あたしの彼は『ヒドイ男』
「すいません……」
ごほごほと咳き込みながら謝る私に、「いいから吐け」と乱暴に言ってまた背中をさすってくれる。
言葉や態度は冷たいけれど、触れる手はとても優しくて、気が付けば気分は大分楽になっていた。

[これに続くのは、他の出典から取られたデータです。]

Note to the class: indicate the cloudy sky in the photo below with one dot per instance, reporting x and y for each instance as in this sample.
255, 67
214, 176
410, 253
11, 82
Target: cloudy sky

「あの……、どうして、私が具合悪いってわかったんですか?」
まるでヒーローのように突然現れ助けてくれた彼に不思議に思って、聞いてみる。
「ひとつだけ、まったく手が付かないまま返ってきた皿があるのが気になって、キッチンからフロア覗いたら真っ青な顔の女がいた」
そう言われて、うつむいたままちらりと視線だけを上げた。
自分の髪の間から、彼の顔を盗み見る。
男らしい端正な顔と、不機嫌そうにむすばれた唇。
愛想笑いや媚びることなんかには無関係そうな、ストイックで寡黙な雰囲気。
一見怖そうだけど、あの美味しくて綺麗な料理を、この男の人が作ったんだ。
そう思うと、なぜか胸がドキドキした。
「すいません、美味しそうだったから食べたかったんですけど、飲みすぎちゃったみたいで……」
「無理してしゃべんなくていい。悪いと思うなら、また食べに来てくれればいいから」
無愛想な低い声でそう言うけれど、彼はその場から立ち去ろうとはせずに、私の背をさすり続けてくれていた。
優しい手のひらに、勝手に想いが口からこぼれた。
「すき」
「は……?」
「すきです」
「……あんた、頭大丈夫?」
私の告白に、彼は眉をひそめた。
その不機嫌そうな表情に、私は一目ぼれしてしまったんだ。
それが、私のカズの出会いだった。